Governor, governor, governor. One of the least-understood cards, I think. Certainly by me, but also I think in general.
The consensus is very much as Robz888 points out in the article, but... I am not at ALL convinced that this is even very close to the right way to play. Indeed, I think as just a big money enabler, it's not that great at all. You use it largely for gold/silver, and well, those silvers you give them are pretty useful. Especially if there's some other 5-cost that's nice for them. Or a 4-cost even, as a defensive trash for points. Those are huge by the way. They make all kinds of alternate-victory cards very relevant. Particularly, you look at silk road, gardens, island - ways to trash your zillion extra silvers defensively.

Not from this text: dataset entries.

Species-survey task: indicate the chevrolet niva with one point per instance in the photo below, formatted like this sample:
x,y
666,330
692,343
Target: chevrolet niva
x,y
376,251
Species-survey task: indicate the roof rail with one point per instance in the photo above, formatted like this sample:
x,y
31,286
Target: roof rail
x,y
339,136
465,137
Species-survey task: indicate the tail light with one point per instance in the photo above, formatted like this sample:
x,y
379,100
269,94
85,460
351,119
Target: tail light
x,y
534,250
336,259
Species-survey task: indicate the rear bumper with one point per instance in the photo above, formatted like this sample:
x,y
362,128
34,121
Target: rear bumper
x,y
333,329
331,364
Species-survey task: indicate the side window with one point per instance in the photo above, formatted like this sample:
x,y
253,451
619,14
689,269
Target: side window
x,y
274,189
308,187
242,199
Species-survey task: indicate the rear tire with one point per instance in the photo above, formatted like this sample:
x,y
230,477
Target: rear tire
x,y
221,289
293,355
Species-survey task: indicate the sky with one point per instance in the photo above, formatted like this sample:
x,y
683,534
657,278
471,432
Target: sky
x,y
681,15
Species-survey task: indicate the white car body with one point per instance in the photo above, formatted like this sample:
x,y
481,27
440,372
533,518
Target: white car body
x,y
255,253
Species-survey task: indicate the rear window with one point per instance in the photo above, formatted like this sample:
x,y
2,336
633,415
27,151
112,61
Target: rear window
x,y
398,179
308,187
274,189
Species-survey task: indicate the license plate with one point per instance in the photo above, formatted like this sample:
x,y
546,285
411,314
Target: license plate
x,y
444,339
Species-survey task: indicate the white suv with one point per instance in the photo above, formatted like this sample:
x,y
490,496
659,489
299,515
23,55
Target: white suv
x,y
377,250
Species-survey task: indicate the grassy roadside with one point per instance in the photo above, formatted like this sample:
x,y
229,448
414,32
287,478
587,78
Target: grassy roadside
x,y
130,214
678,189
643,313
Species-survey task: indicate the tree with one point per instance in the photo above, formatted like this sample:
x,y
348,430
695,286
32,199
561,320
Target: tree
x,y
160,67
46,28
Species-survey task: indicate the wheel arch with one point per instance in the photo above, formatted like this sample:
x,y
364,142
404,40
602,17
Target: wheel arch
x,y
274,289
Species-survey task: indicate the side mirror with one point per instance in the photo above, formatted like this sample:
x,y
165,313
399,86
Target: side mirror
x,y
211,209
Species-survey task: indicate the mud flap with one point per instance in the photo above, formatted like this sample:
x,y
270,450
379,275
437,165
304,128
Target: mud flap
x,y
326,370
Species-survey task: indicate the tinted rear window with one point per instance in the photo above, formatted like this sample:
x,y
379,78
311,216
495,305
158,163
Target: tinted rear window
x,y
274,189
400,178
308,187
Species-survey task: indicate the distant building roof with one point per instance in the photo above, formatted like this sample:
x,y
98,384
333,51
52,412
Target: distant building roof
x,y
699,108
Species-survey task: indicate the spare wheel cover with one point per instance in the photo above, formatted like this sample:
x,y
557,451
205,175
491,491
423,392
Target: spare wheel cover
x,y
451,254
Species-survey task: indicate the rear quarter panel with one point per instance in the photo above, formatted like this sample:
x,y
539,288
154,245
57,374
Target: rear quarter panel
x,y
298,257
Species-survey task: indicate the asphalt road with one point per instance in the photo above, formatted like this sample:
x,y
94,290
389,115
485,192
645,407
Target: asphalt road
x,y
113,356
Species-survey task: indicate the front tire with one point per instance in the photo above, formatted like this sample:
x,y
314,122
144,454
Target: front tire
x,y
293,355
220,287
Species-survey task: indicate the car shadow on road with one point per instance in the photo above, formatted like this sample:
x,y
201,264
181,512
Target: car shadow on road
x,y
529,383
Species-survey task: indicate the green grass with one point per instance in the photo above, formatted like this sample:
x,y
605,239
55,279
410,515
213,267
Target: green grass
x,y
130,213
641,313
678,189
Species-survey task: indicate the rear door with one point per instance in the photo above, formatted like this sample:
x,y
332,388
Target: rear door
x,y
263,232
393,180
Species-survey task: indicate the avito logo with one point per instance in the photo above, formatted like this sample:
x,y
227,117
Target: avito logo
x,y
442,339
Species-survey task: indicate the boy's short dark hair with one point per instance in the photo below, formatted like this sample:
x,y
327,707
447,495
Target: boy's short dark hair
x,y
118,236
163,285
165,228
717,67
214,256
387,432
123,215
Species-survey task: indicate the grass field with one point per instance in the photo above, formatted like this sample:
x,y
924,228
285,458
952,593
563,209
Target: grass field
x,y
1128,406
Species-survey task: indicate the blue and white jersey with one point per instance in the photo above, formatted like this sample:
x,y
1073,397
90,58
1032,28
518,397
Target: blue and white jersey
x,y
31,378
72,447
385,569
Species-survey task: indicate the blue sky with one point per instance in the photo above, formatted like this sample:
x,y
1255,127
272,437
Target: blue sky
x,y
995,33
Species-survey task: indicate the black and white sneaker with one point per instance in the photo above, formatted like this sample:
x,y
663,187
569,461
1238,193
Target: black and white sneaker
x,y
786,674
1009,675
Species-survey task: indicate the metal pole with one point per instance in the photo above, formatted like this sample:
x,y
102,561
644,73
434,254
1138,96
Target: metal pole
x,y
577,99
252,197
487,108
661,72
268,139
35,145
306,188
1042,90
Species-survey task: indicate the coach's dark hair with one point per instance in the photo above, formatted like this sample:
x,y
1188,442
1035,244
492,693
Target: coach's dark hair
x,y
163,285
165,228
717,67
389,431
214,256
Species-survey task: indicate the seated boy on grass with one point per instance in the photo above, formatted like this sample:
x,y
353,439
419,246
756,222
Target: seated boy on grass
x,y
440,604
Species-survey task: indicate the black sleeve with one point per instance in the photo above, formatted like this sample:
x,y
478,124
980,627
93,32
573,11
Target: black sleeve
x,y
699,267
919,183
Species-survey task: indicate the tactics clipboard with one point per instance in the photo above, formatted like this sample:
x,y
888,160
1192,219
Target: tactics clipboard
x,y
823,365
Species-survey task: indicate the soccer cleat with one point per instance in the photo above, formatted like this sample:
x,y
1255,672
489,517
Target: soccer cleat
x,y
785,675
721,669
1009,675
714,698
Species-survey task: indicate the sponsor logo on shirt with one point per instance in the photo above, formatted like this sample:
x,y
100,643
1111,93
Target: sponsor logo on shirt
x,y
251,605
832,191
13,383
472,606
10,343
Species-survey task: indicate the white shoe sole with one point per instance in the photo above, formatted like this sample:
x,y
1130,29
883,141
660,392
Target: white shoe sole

But, look at how governor for big money compares against more conventional BM strategies. Well, you're giving them silvers, which is actually a big deal - it lets them get more of their terminals, which they may indeed need to do in order to compete with you, but if they're paying attention, they will do. They use your silvers to quite an advantage, particularly since Gov player is using lots of time buying governors, which only help you to get things that help you to get provinces for most of the game. The other player is buying cards which directly get them to provinces. Ad indeed, I am not nearly so sure that you should always prefer governor to gold, for these decks anyway. Perhaps the first one or two, but.... Really, for governor player to win these games, they really need multi-province turns. And usually, because to get this, you need to use lots of card-draw, they'll be able to nail a province for sure. Which means you need multiple multi-province turns and/or 3+province turns. Also, because these games tend to be shorter, you should green sooner. In fact, I find the games are often so short, that it's not so worth it. For big money, it's just a mediocre card, maybe even at best. But it does lead to shorter games, so one or two turns of shuffle luck can mean quite a bit more. I guess the big thing is, look at how many governor plays you have to do to get enough golds, then you need to be able to draw enough to get golds AND governors in your hand, AND have enough money to buy another province at the end...
However, there's more here. It's potentially quite good in engines. You can use the trash option to get some decent components at the right price points. Indeed, it's sort of like develop in that it's in some ways quite dependent on what's available at different price points. I guess swindler here also has some similarity. But more, the cards option is potentially very strong. There are a number of cases where you can use it with RELATIVE impunity. I mean, the first one is the discard attack as is stated, though you do want to be a little wary here (also, note that moat is a REALLY good defense to this - you're having me draw so many cards before attacking me, I have a good chance of drawing my moat. And even if I don't play it... it's defending like 5 of my cards now, instead of 2; well worth it), as a best 3 cards out of 8 or something is a lot better than 3 out of 5. But another situation is where you're playing against library/watchtower/jack - the cards don't help them much. More commonly, you're playing against someone who's drawing their whole deck anyway - no big deal then, if you make them do it a little faster. Still more commonly, they have no source of extra buy/gain. Sure, now you're guaranteeing them a province on their next turn. But if you can mega-turn, well then who cares? So what this option loves, and the card itself loves to some extent, are ways to mega0turn. Plus buys and gains that aren't limited to by cost (so with highway also works, but I'm largely thinking of HoP here), cards that love handsize (forge is nice, bank if you've got buys) - some way of making an engine, you're good. Also, in such games, you often have mirrors, right. And in this case, the gain option is more powerful - you can use the golds, to remodel if nothing else, much better than they can use the silvers. What will they do with the silver? I guess remodel it into governors. So, it's weird, governor sorta works better in non-mirrors, sort of how tribute works best in mirrors.
But I guess the thing I'd say most is that, while you're right to be somewhat wary of using cards too much, as that's a pretty nice benefit to your opponent, I think people may have learned that lesson too well, though maybe the top top players less so.